03/06/2022
Lendo a história do Jesse e do Shurastey percebi que eles não fizeram nada de extraordinário, nunca desmerecendo a longa jornada deles, na verdade 90% das pessoas nunca chegarão a rodar por 2 países com um FUSCA quanto mais por 17, é que o ser humano é capaz de fazer coisas fantásticas, inventar, superar limites, quebrar recordes, vencer doenças terminais. o Jesse escolheu simplesmente a companhia da fidelidade de um cachorro, o horizonte como guia e a liberdade.
Deixou pra traz a falsa segurança de um trabalho, um salário ou uma comissão.
Aí vem a pergunta? Será que a vida acordar trabalhar chegar em casa, dormir, começar o ciclo novamente e pagar boletos?
Acho que por isso tanta gente ficou sensibilizada com a história tanta gente chorou parecendo que perdeu um ente querido não pela perda em si, mas pela covardia que cercam a todos e a inveja de realizar coisas simples ao lado de um amor.

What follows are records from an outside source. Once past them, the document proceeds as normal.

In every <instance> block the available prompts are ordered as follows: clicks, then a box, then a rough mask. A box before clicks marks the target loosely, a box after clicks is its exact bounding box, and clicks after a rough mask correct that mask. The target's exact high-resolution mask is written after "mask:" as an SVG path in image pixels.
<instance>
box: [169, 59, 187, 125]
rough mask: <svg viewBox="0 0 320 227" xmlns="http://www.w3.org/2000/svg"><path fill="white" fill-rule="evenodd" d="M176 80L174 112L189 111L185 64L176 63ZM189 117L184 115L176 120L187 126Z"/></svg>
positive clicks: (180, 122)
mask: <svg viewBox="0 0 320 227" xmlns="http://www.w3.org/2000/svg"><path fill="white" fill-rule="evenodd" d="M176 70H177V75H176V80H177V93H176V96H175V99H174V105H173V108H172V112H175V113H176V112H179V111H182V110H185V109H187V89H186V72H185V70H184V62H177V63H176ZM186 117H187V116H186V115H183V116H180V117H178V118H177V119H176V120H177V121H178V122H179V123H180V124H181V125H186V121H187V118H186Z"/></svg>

Será que temos que viver no emprego de m***a, em um curso de m***a, em um relacionamento de m***a sabendo que tem um mundo inteiro para ser visto, explorado e conquistado?

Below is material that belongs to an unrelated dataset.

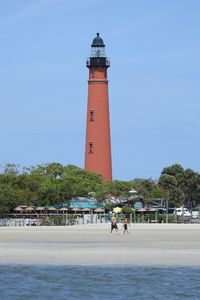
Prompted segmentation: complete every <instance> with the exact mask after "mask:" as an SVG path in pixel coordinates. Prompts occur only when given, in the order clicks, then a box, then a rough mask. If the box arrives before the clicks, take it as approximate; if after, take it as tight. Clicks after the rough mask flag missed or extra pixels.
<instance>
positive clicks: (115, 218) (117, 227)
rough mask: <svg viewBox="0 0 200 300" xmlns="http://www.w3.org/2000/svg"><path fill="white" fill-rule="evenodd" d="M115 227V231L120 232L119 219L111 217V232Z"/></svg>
mask: <svg viewBox="0 0 200 300" xmlns="http://www.w3.org/2000/svg"><path fill="white" fill-rule="evenodd" d="M113 229H115V231H116V232H118V226H117V220H116V218H115V217H112V219H111V229H110V233H112V231H113Z"/></svg>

Não estou dizendo que eu sigo essa visão e filosofia, me considero covarde também, mas refletindo percebi sofrimento e a tristeza que cercou as pessoas desde dia 23 foi pelo fato da vida estar passando a gente pode morrer, fazendo uma coisa que odeia ao lado de pessoas que não se respeitam.
Fábio Corneta
27/05/2022 .dogs
Amigos a opinião expressa aqui é do autor do texto, a interpretação de texto também não é de nossa responsabilidade,
Eles Foram incríveis, a reflexão é sobre a vida que levamos ou não levamos. Porém cada um sabe até onde o calo aperta e até onde vai o limite de cada sentimento.